Seitdem verdeckten blumige Wortgirlanden über die slawische Brüderschaft das, was der weißrussische Politologe Pawel Ussow als „kalte Zusammenarbeit“ bezeichnete. Lukaschenko bedachte Moskau mit wertlosen Versprechungen und stilisierte sich in der Heimat zum einzigen Garanten weißrussischer Selbstständigkeit. Einen Vertrag über die Aufteilung von Beltransgas, der bereits 2002 geschlossen wurde, ignorierte der listige Ex-Kolchosendirektor jahrelang. Seinen Untergebenen präsentiert er Weißrussland als besseres Russland, in dem soziale Gleichheit und Sicherheit herrschten ohne Oligarchen, Tschetschenienkrieg und Terrorismus. Er verflicht das Beste aus sowjetischer Zeit, die Erinnerung an Gleichheit und den heldenhaften Partisanenkampf im Zweiten Weltkrieg, mit einem Staatskapitalismus, der Privatwirtschaft nur beschränkt und kontrolliert zulässt. Das Regime verspricht soziale Minimalgarantien gegen den Verzicht auf persönliche Freiheitsrechte. Lukaschenko hat damit Russlands Attraktivität erfolgreich vermindert. Soziologen des Instituts für Sozioökonomische und Politische Studien (NI-SEPI) haben ermittelt, dass sich die Zahl der weißrussischen Anhänger einer Union mit Russland in den vergangenen vier Jahren auf 12 Prozent fast halbierte.

Leser-Kommentare
  1. Was bezahlt der deutsche Abnehmer: 250 $/tm3 ?
    200$ sind damit 20% Rabatt sind damit Erpressung ?
    100 $ und damit 60% Rabatt sind unmoralisch ?

    Mit der Abwertung des Dollar und der Aufwertung des Rubel sind die innerrussischen Preise in Relation zu Weissrussland stark angestiegen.

    Dass Weissrussen nicht weniger für Gas bezahlen sollen als die Russen selbst, das sollte trotz aller Probleme mit Putin auch der Westen einsehen.

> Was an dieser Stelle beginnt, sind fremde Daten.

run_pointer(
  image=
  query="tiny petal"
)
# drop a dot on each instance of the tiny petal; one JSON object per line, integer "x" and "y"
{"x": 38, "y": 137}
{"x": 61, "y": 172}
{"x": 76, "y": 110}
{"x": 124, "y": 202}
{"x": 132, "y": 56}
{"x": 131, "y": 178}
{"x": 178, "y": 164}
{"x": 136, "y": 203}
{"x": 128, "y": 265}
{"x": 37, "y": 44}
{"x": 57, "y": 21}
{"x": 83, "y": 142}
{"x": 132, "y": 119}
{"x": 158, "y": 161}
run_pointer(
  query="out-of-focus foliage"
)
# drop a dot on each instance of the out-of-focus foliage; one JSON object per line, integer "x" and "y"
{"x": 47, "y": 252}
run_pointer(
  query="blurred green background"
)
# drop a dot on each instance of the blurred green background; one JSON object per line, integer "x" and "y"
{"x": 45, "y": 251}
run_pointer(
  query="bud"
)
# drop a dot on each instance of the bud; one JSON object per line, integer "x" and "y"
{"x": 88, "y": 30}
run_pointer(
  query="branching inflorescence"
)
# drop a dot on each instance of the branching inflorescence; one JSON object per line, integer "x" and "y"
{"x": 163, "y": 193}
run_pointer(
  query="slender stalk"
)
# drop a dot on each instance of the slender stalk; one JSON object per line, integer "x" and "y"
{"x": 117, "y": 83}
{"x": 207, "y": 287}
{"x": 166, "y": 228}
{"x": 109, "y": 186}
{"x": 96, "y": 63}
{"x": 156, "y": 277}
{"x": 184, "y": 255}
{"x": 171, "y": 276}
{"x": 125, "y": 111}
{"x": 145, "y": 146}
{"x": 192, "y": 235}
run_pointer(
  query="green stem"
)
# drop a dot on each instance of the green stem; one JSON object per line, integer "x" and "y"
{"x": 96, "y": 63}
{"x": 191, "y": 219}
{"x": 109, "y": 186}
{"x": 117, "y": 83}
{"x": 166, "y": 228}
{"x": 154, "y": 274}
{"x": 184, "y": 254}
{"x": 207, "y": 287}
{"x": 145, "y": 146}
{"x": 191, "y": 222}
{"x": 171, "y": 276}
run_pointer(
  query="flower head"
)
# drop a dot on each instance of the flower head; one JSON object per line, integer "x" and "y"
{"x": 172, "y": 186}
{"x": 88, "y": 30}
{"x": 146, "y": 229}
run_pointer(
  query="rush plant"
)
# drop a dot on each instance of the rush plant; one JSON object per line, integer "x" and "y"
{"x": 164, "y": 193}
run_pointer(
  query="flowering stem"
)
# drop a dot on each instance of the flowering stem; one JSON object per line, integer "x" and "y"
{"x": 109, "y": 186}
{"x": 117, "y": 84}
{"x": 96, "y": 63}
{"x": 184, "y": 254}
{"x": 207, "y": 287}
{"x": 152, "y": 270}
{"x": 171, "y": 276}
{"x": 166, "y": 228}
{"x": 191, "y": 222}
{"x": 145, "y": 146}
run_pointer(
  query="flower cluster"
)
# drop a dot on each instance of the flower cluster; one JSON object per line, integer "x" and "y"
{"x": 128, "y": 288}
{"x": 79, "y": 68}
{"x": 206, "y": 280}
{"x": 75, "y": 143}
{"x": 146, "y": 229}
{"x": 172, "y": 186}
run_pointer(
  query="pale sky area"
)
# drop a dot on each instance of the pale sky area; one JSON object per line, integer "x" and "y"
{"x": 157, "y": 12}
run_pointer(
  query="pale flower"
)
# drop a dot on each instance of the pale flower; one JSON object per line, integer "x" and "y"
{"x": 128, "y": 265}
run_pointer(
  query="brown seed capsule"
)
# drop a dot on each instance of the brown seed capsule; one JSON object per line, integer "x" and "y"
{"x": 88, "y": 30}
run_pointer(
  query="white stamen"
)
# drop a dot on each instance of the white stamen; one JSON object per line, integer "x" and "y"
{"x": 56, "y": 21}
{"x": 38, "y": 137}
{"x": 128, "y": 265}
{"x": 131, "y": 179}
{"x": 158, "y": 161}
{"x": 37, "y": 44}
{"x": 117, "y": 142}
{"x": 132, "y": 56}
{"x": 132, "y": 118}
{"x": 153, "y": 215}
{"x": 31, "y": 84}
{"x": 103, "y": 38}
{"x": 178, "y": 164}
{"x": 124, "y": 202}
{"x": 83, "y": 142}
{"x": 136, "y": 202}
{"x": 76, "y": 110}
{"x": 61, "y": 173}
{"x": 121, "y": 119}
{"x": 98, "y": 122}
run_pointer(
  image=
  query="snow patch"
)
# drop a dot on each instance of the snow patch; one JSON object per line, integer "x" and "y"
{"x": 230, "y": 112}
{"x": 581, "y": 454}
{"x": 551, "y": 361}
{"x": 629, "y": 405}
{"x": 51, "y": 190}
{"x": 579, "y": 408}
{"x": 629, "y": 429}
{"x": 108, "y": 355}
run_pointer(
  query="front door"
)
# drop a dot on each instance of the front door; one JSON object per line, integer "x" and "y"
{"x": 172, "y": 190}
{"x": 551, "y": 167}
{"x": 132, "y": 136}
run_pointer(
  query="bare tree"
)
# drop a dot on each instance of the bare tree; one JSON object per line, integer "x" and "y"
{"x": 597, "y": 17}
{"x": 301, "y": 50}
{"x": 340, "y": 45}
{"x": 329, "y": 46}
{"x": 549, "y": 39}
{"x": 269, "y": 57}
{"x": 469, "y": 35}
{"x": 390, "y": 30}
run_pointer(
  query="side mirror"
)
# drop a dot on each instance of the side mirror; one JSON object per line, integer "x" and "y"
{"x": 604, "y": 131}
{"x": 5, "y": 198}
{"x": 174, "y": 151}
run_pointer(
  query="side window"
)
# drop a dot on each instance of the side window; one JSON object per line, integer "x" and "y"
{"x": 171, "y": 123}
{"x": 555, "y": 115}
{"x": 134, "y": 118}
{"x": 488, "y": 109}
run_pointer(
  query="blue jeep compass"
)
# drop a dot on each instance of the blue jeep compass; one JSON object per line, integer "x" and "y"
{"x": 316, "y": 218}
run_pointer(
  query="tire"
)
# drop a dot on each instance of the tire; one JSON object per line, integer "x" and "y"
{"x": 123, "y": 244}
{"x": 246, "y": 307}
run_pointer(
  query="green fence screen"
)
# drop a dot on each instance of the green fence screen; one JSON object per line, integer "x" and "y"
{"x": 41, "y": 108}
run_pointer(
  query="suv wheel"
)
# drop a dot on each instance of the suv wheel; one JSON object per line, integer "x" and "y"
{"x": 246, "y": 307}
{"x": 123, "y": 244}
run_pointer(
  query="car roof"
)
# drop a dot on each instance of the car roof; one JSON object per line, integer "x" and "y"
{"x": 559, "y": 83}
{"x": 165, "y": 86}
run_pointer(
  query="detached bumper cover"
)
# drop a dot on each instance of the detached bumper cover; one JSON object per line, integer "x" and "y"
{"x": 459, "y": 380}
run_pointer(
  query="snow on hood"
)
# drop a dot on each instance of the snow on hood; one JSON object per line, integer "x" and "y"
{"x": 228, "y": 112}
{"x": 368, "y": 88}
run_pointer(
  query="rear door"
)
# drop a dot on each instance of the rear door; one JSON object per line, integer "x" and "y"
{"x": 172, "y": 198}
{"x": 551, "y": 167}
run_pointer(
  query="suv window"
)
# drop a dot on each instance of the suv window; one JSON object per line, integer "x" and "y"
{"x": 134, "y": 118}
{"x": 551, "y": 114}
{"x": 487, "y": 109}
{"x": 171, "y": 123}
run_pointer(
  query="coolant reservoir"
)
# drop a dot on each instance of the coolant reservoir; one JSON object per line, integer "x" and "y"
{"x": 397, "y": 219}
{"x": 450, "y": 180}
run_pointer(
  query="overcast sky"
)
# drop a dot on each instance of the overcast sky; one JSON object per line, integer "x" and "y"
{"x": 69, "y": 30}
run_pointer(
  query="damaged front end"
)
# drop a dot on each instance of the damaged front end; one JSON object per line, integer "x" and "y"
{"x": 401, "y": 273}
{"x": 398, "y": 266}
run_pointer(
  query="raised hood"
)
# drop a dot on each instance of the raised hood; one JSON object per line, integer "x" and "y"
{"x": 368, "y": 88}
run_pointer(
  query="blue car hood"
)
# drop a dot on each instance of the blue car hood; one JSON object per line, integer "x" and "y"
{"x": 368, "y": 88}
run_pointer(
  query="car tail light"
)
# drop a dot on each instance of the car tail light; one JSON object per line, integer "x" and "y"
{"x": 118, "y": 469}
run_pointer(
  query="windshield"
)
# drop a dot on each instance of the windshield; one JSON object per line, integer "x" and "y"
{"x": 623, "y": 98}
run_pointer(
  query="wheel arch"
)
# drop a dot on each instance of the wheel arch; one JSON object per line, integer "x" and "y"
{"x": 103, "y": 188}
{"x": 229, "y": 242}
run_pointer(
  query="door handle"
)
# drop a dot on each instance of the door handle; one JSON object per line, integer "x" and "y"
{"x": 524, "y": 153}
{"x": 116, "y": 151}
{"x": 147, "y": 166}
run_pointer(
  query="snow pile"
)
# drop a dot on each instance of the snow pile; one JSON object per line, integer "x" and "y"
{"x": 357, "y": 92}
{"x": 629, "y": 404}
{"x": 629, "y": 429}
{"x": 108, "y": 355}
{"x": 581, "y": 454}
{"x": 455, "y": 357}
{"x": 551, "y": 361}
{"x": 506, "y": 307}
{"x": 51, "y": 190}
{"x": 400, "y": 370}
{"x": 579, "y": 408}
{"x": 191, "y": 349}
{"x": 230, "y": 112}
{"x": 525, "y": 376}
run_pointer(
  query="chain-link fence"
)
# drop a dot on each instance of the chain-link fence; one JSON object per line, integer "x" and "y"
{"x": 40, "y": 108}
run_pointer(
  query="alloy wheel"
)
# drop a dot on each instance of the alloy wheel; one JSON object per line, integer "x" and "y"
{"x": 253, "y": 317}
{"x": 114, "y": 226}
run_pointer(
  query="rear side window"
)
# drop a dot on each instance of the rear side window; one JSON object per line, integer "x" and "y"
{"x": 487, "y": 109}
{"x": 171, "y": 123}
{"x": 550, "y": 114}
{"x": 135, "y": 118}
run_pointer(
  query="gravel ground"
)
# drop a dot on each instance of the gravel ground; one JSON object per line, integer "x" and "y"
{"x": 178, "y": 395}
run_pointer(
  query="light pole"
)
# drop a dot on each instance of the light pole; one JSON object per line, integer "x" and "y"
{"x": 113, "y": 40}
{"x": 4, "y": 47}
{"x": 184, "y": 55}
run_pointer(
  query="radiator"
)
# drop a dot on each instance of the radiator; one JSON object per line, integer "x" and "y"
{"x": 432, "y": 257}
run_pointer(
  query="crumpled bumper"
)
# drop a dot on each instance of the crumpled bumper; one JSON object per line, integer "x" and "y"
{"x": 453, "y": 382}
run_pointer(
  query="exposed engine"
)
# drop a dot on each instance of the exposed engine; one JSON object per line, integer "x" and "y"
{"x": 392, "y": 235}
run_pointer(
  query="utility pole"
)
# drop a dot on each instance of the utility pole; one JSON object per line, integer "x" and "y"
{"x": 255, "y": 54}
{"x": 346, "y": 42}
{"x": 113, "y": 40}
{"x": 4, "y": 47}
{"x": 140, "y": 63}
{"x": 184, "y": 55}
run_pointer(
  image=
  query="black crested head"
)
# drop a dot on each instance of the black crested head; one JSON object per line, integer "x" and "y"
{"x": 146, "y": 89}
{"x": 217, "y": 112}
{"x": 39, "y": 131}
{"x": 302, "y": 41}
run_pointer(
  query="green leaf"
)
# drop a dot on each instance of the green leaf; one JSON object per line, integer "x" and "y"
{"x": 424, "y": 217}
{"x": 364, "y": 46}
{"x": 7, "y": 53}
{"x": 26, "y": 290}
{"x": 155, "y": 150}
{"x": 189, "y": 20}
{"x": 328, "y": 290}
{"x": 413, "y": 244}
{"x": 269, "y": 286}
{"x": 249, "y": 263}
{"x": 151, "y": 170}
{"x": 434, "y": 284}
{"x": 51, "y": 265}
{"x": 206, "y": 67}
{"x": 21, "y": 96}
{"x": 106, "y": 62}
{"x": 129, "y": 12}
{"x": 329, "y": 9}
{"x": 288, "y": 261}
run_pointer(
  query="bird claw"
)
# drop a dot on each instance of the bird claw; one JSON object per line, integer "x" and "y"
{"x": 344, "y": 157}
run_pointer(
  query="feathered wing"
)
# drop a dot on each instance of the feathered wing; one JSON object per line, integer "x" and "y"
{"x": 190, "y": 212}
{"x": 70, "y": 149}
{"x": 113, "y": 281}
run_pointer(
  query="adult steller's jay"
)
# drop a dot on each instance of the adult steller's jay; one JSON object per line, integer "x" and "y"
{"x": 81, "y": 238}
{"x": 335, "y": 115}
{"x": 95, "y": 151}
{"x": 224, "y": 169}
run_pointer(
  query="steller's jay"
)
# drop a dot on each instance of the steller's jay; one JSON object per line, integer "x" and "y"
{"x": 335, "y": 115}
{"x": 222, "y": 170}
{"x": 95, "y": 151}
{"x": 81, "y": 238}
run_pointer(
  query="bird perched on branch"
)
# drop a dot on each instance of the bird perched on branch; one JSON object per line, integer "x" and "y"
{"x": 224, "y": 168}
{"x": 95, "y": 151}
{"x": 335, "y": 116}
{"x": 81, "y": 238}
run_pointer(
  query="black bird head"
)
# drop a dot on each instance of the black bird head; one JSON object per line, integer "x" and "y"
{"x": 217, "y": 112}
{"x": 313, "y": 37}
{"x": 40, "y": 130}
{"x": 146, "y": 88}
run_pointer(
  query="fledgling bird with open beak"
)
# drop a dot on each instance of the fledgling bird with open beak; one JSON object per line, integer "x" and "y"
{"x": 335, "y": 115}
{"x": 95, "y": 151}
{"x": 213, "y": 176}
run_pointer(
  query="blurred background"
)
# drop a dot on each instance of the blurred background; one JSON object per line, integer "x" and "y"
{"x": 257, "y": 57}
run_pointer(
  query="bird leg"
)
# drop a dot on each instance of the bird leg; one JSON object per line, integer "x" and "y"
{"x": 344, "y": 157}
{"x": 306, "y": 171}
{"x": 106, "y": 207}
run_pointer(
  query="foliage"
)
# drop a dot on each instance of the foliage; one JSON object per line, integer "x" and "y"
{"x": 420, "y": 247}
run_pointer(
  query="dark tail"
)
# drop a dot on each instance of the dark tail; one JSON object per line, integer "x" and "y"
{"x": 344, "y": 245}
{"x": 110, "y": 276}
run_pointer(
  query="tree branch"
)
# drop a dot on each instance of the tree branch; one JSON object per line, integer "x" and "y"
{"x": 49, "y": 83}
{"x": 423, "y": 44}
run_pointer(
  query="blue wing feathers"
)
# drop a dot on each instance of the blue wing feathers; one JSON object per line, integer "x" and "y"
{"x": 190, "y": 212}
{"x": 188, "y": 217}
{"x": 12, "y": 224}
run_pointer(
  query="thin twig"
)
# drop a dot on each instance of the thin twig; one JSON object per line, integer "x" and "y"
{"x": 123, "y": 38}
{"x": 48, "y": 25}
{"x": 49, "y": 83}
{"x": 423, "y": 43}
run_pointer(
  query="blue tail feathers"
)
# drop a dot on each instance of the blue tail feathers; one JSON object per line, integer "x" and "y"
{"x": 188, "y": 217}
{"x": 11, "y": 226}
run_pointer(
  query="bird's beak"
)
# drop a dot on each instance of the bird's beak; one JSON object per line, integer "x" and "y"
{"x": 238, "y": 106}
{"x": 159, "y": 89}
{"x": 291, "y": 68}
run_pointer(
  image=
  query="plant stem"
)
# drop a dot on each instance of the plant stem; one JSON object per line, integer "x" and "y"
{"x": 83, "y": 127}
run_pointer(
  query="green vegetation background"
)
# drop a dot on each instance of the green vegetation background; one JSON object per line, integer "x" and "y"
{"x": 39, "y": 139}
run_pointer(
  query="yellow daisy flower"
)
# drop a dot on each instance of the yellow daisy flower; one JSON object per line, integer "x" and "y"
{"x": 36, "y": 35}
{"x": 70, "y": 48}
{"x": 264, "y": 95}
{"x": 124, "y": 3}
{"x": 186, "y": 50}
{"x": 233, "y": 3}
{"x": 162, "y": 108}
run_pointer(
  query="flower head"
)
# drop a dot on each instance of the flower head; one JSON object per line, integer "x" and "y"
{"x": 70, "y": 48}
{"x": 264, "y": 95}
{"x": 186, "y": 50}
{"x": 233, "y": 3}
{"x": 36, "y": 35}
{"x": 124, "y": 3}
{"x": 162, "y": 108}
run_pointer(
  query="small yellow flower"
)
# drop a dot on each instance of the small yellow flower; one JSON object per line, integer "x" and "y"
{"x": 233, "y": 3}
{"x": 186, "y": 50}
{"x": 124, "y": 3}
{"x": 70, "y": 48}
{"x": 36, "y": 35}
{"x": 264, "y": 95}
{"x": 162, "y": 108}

    Hat hier im Westen keiner die Aufwertung des Rubel und damit der Förderkosten mitbekommen?

    Führen die biherigen Rabatte wie für Weissrussland nicht zur beklagten Verschwendung?

    Hatte Weissrussland nicht 3 Jahre Zeit sich auf den Ölschock von 2003 einzustellen ? Achso Herr Lukaschenko hat ja anderes zu tun als sein Land fitter zu machen.
    Mit etwas Kleverness verkauft er einen Teil des Gases zum Weltmarktpreis weiter und seine Landsleute frieren so oder so.

    Wie wäre es denn mit Hausisolation im großen Stil statt Hausobservation?

    Das kann man ja von einem Diktator nicht verlangen: einen Fortschritt für sein Volk.

    Den Verlangen ja noch nicht einmal die reichen Europäer von sich: Der Energieverbrauch der europäischen Haushalte ist höher als vor 30 Jahren.
    Nur der hohe Preis weckt jetzt unsere Alten auf.